Hello....adik-adik? Aku harus memikirkan ketiga adik tiriku dan dua adik kandungku? Sedangkan emakku sendiri tak pernah memikirkanku sedari kecil hingga aku dewasa?
Kalau boleh aku balik,"Pernahkah emak memikirkanku sedari kecil hingga dewasa begini?"
Kalau bukan simbah yang pontang-panting di RS, mungkin aku sudah bahagia di taman Tuhan sekarang.
Cukup lama kekecewaan ini kupendam. Berbelas tahun, bahkan berpuluh tahun.

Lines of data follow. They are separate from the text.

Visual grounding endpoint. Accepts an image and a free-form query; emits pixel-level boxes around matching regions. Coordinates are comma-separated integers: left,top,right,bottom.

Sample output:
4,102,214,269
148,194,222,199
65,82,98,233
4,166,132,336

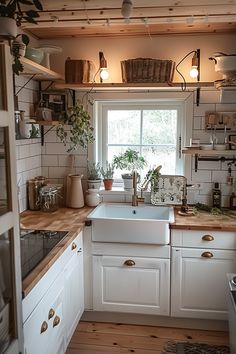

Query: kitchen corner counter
20,206,94,232
170,208,236,231
20,207,94,298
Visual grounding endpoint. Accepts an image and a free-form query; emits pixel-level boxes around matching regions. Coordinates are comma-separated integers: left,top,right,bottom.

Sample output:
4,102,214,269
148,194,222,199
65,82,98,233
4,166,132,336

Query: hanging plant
0,0,43,75
57,102,94,152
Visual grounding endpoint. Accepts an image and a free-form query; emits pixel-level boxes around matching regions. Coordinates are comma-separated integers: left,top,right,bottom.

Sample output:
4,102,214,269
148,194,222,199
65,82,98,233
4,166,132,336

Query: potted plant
87,161,102,189
101,161,114,191
0,0,43,75
56,102,94,152
113,148,147,190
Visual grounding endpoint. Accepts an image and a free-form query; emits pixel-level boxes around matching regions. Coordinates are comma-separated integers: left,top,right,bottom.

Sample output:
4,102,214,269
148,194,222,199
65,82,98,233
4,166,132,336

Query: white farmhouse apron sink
88,203,174,245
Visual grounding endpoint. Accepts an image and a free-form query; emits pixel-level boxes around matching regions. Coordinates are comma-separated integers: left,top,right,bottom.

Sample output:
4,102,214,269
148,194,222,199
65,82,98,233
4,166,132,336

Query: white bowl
200,144,213,150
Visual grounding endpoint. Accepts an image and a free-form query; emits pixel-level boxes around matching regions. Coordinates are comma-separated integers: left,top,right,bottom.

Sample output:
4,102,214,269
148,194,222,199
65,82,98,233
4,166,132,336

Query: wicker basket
121,58,175,83
65,58,94,84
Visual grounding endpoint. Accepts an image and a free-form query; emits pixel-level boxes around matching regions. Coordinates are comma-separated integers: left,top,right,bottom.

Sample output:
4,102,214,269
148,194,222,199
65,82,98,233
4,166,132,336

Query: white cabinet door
171,247,236,320
23,274,65,354
64,233,84,344
93,256,170,315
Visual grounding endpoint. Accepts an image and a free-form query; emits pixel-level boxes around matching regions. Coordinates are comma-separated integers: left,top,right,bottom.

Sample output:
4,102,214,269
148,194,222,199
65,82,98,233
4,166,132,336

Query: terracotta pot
103,179,113,191
0,17,17,38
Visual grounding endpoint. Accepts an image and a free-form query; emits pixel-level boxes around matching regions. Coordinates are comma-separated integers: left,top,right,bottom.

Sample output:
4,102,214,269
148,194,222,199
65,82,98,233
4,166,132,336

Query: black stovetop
20,230,68,279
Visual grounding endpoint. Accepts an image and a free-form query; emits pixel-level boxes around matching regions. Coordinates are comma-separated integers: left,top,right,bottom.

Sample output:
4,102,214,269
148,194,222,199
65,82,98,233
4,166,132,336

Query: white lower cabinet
23,274,65,354
171,231,236,320
22,233,84,354
93,244,170,315
64,232,84,344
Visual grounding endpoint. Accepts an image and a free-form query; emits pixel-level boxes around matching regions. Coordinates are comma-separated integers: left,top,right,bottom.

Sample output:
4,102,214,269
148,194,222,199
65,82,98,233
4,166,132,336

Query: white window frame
85,90,194,180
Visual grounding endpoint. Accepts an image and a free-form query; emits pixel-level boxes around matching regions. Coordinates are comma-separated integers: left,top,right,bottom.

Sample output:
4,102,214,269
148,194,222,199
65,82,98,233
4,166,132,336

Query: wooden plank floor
66,322,229,354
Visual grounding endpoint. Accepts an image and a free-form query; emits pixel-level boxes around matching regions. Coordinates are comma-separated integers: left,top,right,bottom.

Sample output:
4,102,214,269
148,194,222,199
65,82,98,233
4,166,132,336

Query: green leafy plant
87,161,101,180
101,161,115,179
113,148,147,175
57,102,94,152
0,0,43,75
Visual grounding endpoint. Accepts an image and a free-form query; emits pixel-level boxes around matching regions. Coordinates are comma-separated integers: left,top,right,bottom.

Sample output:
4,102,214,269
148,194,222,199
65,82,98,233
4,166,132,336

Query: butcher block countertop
170,208,236,232
20,207,236,297
20,207,93,298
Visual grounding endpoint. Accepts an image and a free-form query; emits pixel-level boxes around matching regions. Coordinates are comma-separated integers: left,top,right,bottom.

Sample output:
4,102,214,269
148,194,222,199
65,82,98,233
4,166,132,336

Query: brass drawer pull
124,259,135,267
202,235,214,241
40,321,48,333
201,251,213,258
48,309,55,320
53,316,61,327
71,242,77,251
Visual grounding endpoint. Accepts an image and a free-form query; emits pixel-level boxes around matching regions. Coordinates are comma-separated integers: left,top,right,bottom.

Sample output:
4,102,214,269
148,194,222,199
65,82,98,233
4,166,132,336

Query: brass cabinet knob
53,316,61,327
202,235,214,241
71,242,77,251
48,309,55,320
201,251,213,258
124,259,135,267
40,321,48,333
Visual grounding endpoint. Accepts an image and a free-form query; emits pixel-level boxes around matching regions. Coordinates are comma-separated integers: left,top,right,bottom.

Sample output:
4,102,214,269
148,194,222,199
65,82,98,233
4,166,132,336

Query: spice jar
39,186,59,212
85,189,100,206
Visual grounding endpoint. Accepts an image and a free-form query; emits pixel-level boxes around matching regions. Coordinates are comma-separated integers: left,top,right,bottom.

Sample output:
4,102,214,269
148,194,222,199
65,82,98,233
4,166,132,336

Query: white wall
15,34,236,210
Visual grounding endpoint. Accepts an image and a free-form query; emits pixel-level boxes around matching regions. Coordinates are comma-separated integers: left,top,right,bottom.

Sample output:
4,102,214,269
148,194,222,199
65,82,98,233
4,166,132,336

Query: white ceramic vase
85,189,100,207
68,175,84,208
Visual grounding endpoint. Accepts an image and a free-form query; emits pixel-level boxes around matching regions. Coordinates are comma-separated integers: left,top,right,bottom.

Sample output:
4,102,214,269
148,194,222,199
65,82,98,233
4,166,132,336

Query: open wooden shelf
182,148,236,156
21,57,64,81
55,82,214,91
35,120,60,126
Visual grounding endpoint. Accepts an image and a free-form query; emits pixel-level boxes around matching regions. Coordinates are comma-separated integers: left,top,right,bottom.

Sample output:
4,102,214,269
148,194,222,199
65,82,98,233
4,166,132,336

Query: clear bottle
212,182,221,208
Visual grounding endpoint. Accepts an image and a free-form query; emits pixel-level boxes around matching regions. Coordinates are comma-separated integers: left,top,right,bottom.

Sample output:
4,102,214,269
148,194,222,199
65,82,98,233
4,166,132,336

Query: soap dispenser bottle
212,182,221,208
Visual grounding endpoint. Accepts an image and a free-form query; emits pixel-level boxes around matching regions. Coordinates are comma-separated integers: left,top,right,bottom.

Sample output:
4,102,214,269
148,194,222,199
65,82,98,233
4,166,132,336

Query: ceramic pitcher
68,175,84,208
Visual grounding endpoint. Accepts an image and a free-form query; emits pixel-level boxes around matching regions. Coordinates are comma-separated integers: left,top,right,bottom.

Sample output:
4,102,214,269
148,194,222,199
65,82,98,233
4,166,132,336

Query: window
97,100,190,179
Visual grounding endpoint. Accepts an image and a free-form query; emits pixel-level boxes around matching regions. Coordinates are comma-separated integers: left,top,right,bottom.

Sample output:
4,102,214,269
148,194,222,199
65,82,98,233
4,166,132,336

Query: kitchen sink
88,203,174,245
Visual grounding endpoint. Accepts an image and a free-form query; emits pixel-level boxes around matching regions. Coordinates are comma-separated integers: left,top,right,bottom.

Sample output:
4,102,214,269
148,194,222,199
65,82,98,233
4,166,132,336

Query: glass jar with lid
39,186,59,212
85,189,101,206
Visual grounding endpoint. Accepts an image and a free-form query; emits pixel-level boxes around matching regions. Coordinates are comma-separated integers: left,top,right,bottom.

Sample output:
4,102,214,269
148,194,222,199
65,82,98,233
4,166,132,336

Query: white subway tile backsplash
192,170,211,183
42,155,59,167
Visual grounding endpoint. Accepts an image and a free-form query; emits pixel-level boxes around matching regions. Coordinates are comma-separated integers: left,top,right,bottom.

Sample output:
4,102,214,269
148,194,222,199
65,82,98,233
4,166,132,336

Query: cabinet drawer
171,230,236,250
23,274,63,354
61,232,83,264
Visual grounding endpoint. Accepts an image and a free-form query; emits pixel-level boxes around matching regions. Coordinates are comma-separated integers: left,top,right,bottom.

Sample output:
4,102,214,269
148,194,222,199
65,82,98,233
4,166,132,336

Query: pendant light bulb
121,0,133,19
100,68,109,80
189,66,198,79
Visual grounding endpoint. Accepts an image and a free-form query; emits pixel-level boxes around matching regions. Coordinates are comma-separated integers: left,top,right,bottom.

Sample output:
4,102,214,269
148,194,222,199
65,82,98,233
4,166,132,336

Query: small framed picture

Pertanyaan yang seringkali hinggap, mengapa harus mengakui emak kandung yang tak pernah memikirkan, merawat dan membesarkanku?
Pun ketika aku memutuskan merantau, tak pernah emak menanyakan bagaimana kehidupanku di perantauan. Seolah tak peduli aku sehat atau tidak, sengsara atau tidak. Bahkan hingga kini emak tak pernah tahu jika di perantauan aku pernah ngamen di bus kota, tidur beralas koran beratap langit bersama para pengamen dan berpindah tidur di lapak pemulung. Kepahitan inipun kututup rapat, dan belum pernah kuceritakan juga pada simbah dan bulikku. Hingga 3 tahun silam, simbahku dipanggil Tuhan.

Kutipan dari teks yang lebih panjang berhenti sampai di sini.